朗読会「実篤を聴く」Part9〜書を語る〜

調布市文化会館たづくりで、実篤記念館主催の朗読会が開かれたので、午後の部に行ってきた。今回はたづくり1階で開催されている「人と筆跡」展に関連して、書に関する実篤の文章を朗読した。演出:川和孝、出演:河崎早春、根岸光太郎、松尾智昭、宮崎敦吉。
たづくり8階映像シアターで午前と午後の2回行われ、午後の方が人数が少なかったようだ。ステージにいすが4つ並び、向かって左から、根岸さん、松尾さん、宮崎さん、河崎さん。宮崎さんだけが洋服で、あとの3人は和服。松尾さんの朗読は何回も聴いており、しかも実篤の独白風のものが多くまた上手なため、私の中では松尾さん=実篤というイメージになりつつある。今回のメンバでもいちばん板についている感じがした。
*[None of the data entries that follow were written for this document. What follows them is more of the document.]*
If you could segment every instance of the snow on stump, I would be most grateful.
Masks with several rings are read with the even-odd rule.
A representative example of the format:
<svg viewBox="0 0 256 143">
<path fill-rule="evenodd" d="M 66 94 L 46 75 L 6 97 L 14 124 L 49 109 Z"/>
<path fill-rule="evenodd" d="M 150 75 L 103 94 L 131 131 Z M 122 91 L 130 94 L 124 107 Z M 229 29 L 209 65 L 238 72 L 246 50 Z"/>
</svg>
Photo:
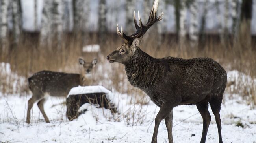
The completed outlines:
<svg viewBox="0 0 256 143">
<path fill-rule="evenodd" d="M 67 116 L 72 121 L 80 114 L 79 107 L 86 103 L 109 109 L 116 113 L 117 108 L 111 102 L 111 91 L 102 86 L 78 86 L 71 89 L 67 98 Z"/>
</svg>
短いものや少し長いもの、休憩をはさんで18編が朗読された。鉄斎や仙突については知っていたつもりだが、一休は戯曲の方しか読んでいなかったので、実篤が一休の生涯について丁寧に書いているのをしみじみと聴いた。良寛にいたっては全く読んでおらず一般的な知識しかなかったので、興味深く聴いた。
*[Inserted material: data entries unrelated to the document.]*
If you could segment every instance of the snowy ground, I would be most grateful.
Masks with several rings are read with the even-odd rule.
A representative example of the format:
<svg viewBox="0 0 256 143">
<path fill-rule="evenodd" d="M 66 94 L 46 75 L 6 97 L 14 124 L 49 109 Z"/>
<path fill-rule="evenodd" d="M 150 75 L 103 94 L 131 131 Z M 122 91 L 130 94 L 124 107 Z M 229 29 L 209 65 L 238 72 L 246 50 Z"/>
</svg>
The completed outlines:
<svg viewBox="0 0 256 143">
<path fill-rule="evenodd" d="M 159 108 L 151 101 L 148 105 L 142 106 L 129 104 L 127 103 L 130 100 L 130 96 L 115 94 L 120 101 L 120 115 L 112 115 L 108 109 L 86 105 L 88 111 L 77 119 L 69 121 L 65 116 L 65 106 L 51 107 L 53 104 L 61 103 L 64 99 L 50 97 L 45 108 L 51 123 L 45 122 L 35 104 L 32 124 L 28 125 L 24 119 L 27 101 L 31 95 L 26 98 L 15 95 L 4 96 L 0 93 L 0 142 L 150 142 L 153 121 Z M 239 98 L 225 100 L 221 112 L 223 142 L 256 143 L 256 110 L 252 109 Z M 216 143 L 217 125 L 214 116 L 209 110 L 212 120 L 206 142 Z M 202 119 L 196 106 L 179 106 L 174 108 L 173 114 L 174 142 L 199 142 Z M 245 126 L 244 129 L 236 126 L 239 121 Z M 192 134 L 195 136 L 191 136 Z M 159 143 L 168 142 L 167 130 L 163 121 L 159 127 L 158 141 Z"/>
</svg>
朗読会の後、1階の「人と筆跡」展をのぞいた。先ほど聴いたばかりの一休や良寛が書いた書が眼前にあって、これまでにないくらい鮮やかに見えた。とてもすてきな体験だった。朗読会としては地味ではあったが、展示と連動させると思った以上の大きな効果をもたらしてくれた。感謝したい。